The Book of Mormon Says Hello! To Miami

The first musical I ever saw was The Book of Mormon. A little over a decade ago, my best friend Salman and I secured student-priced, nosebleed tickets to see this crass, new show from the creators of South Park. We were high up in the Altria Theatre in Richmond, Virginia, so far from the stage that it was sometimes difficult to make out the finer points of the plot. But I remember crying from laughing so hard. I remember, very clearly, feeling that I had found love for something I hadn’t before: love for theatre.

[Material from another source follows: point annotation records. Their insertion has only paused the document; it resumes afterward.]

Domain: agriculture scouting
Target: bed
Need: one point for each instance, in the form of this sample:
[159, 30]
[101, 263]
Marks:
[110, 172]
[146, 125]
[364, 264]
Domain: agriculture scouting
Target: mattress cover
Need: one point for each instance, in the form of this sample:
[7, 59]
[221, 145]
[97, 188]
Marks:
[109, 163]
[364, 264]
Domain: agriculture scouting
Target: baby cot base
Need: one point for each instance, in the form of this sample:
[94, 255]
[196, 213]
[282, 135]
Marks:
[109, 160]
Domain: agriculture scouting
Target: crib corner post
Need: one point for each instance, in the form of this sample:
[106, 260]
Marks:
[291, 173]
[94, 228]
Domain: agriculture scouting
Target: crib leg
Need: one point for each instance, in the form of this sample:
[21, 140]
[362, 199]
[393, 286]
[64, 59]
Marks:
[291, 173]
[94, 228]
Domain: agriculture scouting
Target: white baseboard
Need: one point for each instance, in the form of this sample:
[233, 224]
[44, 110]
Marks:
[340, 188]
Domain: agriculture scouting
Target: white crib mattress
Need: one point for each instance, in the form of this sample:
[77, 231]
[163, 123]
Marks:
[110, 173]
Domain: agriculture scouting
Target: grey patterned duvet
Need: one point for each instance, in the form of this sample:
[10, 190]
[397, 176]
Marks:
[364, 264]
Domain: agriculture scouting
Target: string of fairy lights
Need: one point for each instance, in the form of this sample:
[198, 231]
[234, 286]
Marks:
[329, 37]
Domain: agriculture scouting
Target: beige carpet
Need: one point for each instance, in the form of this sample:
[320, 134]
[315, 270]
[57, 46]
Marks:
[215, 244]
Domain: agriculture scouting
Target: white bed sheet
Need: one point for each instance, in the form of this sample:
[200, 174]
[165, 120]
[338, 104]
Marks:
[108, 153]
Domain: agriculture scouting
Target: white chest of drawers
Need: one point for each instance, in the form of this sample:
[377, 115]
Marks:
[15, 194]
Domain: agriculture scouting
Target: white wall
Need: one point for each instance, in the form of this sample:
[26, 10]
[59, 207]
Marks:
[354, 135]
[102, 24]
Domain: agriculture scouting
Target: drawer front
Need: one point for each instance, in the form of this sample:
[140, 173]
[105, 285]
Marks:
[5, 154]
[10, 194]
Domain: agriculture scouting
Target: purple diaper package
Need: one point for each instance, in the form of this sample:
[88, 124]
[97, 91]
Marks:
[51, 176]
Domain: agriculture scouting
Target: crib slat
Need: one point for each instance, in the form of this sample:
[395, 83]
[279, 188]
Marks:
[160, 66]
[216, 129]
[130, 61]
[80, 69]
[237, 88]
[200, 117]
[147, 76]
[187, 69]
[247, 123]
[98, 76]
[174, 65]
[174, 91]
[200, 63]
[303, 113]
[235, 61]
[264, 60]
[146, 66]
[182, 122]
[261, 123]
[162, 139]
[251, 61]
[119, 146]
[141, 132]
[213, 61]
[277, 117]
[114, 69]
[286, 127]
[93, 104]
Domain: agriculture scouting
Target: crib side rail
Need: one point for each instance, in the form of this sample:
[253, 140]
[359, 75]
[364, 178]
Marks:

Because Sam is no longer with us, The Book of Mormon will always carry a special charge for me. It is a show built on jokes and profanity. But for me, beneath all of that, it is also tied to memory, friendship, and the strange ways art becomes personal, becomes ours. Returning to it now, at the Adrienne Arsht Center in Miami, in June 2026, directed and choreographed by Jennifer Werner, I saw the plot from the orchestra instead of the rafters. What had once registered to me mostly as comedic slapstick now revealed itself as a surprisingly precise machine. The pacing was sharper and quicker than I remembered, with jokes landing in rapid succession and the cast rarely allowing the audience to catch its breath before the next punchline arrived. The Book of Mormon has always depended on speed, on its ability to move so quickly that the audience is still laughing at one thing when the next thing sneaks up behind it. This production understood that rhythm beautifully.

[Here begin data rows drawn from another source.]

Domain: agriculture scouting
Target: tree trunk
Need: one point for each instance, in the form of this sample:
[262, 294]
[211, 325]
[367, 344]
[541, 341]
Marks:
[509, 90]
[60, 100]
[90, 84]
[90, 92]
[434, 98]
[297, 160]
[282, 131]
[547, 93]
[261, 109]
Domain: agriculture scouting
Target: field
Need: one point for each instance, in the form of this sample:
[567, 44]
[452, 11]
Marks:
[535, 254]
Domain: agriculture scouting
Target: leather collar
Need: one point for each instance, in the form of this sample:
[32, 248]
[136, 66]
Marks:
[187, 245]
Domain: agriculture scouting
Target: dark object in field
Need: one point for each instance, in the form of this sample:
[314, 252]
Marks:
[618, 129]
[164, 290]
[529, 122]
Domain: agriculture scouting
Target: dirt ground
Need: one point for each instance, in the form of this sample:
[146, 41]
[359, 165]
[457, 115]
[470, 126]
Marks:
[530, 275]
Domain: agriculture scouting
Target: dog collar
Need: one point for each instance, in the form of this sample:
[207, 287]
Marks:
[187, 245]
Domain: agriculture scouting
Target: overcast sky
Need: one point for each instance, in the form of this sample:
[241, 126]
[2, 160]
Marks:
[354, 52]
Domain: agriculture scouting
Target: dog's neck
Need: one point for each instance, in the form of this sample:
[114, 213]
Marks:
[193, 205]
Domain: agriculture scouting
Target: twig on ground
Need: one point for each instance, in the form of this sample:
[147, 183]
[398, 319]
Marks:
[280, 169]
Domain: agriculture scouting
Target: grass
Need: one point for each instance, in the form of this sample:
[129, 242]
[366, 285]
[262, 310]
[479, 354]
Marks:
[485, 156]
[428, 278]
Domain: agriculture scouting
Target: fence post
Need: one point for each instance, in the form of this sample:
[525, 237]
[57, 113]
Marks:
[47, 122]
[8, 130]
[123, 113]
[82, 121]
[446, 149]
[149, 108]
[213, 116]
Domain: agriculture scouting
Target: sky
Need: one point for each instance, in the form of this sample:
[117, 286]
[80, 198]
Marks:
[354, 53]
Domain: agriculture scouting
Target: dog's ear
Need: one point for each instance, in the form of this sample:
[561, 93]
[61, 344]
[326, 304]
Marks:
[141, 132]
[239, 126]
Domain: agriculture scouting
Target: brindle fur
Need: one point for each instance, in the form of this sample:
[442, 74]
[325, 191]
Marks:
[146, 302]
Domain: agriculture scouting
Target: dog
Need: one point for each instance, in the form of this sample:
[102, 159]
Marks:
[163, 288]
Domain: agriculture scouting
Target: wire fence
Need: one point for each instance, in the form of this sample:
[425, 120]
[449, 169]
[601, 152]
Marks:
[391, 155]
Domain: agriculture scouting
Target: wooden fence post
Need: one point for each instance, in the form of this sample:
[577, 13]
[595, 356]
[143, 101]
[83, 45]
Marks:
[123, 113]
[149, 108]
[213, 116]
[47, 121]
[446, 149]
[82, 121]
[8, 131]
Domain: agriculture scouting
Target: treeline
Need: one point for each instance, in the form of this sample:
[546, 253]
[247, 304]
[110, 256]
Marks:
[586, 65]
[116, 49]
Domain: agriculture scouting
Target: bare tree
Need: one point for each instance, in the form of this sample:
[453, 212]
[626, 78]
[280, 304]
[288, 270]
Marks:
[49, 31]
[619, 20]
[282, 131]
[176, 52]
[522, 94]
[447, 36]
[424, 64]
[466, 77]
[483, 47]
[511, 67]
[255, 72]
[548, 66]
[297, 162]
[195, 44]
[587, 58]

Craig Franke and company in THE BOOK OF MORMON North American tour

The show’s humor remains as blunt and offensive as ever. It is not a musical interested in subtlety, nor does it pretend to be. It is not for everyone. But what makes The Book of Mormon endure is the way that shock is paired with classic musical theater craft. The score is bright, catchy, and often deceptively traditional; like the Roger & Hammerstein-vibe they intended. The contrast is the joke, but it is also the pleasure. The production at the Arsht Center leaned fully into that tension, giving the audience a show that felt both outrageous and controlled.

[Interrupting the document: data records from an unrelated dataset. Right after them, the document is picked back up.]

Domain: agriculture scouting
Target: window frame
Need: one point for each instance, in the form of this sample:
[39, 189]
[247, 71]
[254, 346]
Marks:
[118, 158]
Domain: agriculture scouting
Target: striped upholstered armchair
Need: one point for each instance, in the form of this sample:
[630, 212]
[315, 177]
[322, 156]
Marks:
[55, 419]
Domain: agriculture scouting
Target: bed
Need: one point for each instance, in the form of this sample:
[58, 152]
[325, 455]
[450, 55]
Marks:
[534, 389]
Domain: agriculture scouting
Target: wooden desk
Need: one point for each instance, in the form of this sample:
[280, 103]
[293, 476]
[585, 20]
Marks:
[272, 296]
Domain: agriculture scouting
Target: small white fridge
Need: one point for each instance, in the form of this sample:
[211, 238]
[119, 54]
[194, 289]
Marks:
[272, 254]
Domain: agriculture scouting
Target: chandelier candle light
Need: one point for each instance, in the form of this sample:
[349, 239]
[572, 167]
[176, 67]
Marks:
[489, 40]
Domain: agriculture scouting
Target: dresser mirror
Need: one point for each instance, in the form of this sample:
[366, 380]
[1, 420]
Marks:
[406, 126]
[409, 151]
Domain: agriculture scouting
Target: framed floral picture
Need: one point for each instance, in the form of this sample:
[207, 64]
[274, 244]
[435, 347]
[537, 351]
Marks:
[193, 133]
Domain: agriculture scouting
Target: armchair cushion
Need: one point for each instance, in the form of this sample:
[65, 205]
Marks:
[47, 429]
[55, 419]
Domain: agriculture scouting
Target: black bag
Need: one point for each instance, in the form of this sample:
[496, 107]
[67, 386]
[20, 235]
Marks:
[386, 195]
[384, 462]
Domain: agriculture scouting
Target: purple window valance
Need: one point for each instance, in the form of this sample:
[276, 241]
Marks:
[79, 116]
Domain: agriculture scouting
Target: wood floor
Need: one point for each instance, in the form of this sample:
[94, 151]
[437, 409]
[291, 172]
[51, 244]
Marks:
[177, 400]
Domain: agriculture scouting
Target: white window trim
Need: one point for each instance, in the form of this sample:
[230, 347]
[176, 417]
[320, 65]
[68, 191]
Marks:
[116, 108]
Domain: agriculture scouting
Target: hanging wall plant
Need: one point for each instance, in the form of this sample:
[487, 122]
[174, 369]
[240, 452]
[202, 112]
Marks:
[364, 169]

The lead performances were uniformly strong. Ethan Davenport brought a great blend of confidence and innocence to Elder Price, capturing a young man whose certainty fractured the moment life didn’t follow the script he had been told. Jacob Aune was especially memorable as Elder Cunningham, never failing to land a line, finding that perfect balance between desperation and sweetness. Cunningham can easily become a one-note clown, but here Aune made him feel human, a lonely person whose lying behavior comes from a very real need to be loved. Charity Arianna gave Nabulungi warmth and an openhearted presence that helped ground the show whenever its satire threatened to spin off into something more sinister. So many other crew members executed to their highest with this one: Shafiq Hicks as the General; Jay Martin as the Doctor; and Jarius Miquel Cliett as Mafala, etc.

(L-R) Ethan Davenport and Shafiq Hicks in THE BOOK OF MORMON North American tour Photo by Julieta Cervantes

What struck me most this time was how well the production handled momentum. There was no wasted space. Scenes moved cleanly into songs, songs into jokes, jokes into visual gags, and the ensemble kept the show constantly alive; shouts to the stage team of Sam Kronhaus and Riley Gibson. That staging felt crisp, and the cast’s energy never dipped; additional shout out to the Company Manager, Ryan Buchholz. Lastly, the orchestration, led by Eric Huffman was that cherry on top, pulling all the threads together.

Seeing The Book of Mormon again reminded me that theater is never only what happens onstage. It is also what we carried into the room and what follows us out afterward. For many, this show will be a night of outrageous laughter. For me, it will be, too. It will also be a thread back to Sam, to a cheap seat in Richmond, to the beginning of a love that has shaped so much of my life.

The Book of Mormon is still playing at the Adrienne Arsht Center through Sunday, June 14. Go say hello.